Main body of abstract
NTC forecast is based on a day-ahead forecasting model of the OHL cooling conditions. Proceeding forecasted wind and insolation parameters, with respect to spatial and vertical aspect, OHL cooling conditions can be estimated on an hourly basis for the following day. Cooling conditions are not the same along the entire OHL; consequently, conductor temperatures are not the same for all spans. It is required to identify the most critical span in terms of cooling conditions. Determination of hot parts of the OHL is crucial, since they define and restrict line ampacity.
FLR model should evaluate maximal allowable OHL ampacity for each hour of the following day. This model integrates:
• Wind speed and direction forecast along the OHL at the altitude of phase conductors,
• Ambient temperature forecast along the OHL
• Solar irradiation forecast along the OHL
• Identification of the most critical span in terms of conductor heating,
• Estimation of the line ampacity, using thermal model according to the IEC standard.

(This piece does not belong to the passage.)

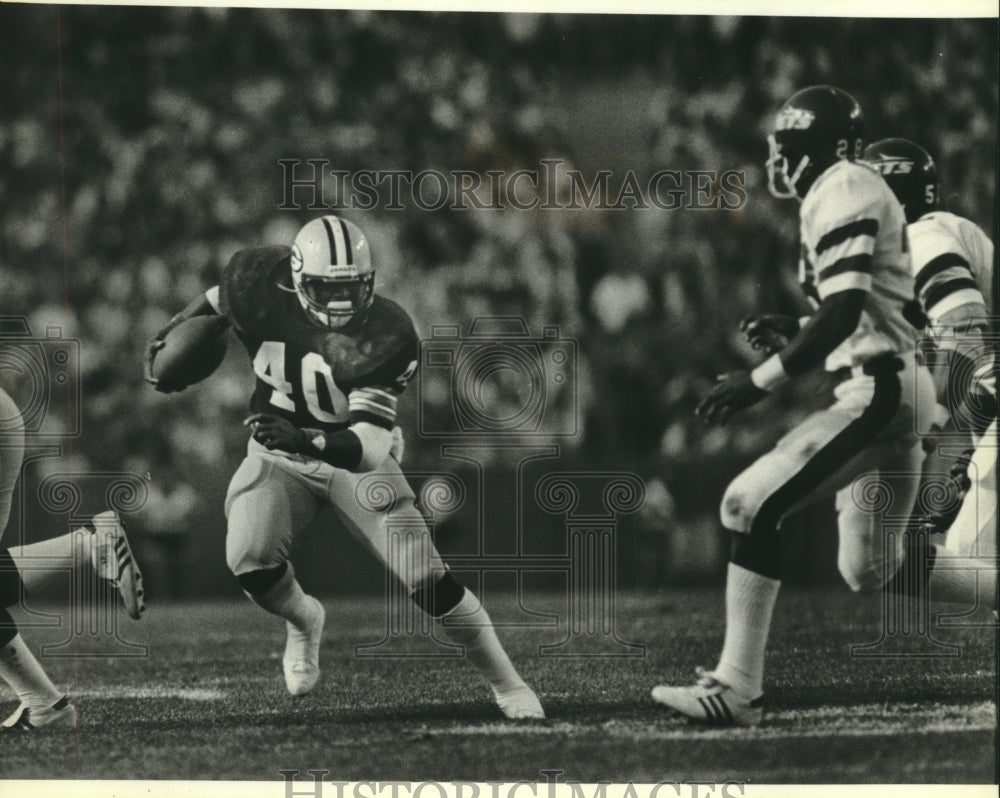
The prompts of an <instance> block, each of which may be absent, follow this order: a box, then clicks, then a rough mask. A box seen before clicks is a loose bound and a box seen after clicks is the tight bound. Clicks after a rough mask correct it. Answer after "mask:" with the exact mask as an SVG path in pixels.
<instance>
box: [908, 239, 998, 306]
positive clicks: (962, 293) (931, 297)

Wind climatology have the greatest impact on determination of OHL hot spot, whilst other parameters (solar irradiation, ambient temperature) are usually less variable along the OHL. For certain wind directions some spans of OHL will be exposed to wake effect, whereas other might be directly exposed to wind. In order to determine parts of OHL with the lowest wind speed, it is necessary to add OHL to the vector map of orography and terrain roughness. Using software for regional wind energy resource assessment, such as WAsP, for each wind direction it is possible to determine the most critical OHL span. The most critical span is the one with the minimal convection cooling power.

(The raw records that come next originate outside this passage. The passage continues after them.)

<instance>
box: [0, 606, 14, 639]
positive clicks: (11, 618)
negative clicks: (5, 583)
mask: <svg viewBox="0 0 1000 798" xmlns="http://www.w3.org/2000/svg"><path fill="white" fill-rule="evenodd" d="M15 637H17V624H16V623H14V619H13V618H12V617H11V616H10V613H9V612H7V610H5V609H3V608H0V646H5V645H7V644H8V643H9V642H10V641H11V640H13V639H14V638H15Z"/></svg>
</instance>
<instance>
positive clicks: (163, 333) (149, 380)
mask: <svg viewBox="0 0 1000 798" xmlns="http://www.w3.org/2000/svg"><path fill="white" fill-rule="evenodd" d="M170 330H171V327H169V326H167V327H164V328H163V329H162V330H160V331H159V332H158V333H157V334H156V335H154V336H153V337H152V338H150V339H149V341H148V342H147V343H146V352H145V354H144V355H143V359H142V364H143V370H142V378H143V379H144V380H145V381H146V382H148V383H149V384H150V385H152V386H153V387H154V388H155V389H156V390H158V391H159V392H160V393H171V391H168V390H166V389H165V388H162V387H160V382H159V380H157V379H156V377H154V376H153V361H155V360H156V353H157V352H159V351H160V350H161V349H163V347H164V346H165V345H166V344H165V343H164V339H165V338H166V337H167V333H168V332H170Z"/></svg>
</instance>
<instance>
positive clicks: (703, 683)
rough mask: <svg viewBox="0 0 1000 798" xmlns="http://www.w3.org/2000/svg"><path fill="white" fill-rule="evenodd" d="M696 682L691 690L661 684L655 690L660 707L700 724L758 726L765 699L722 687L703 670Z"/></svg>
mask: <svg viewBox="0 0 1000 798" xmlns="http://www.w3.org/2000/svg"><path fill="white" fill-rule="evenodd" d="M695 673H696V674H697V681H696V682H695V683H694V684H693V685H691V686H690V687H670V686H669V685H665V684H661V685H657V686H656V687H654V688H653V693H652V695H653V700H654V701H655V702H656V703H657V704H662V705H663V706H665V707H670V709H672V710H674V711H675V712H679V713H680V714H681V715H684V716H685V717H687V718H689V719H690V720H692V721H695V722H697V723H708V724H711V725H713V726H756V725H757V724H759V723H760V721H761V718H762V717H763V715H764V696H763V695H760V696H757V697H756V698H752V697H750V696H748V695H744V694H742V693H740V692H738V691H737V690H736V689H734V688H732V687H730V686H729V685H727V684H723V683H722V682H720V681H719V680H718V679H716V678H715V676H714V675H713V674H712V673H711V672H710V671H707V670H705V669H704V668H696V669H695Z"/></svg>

This paper describes problems regarding congestions in transmission grid, initiated by rapid growth of demand and generation, especially from renewables. It proposes methodology for day-ahead real net transfer capacity forecast based on real cooling condition. This method is demonstrated on the example of perspective 400 kV tie-line, that should connects substation in Pančevo (Serbia) with one in Reșița (Romania). Wind forecast error is acceptable for these analysis. For practical purpose of proposed methodology, measuring devices for all wind and solar parameters should be installed in all critical spans, which would eliminate error caused by spatial extrapolation.
Simulation analysis performed on perspective OHL verified theoretical assumptions and confirmed that such system could be a basis for development of real forecasting model. Estimation of FLR might be significant in terms of optimal transaction and congestions planning, as well as optimal evacuation of energy from region with large installed capacity of wind farms.
It has been confirmed that implementation of cooling conditions in OHL can significantly improve their transfer capacity. This is of special importance for OHL connecting regions with significant wind power installation, in order to forecast real NTC and improve integration of energy produced in wind power plants.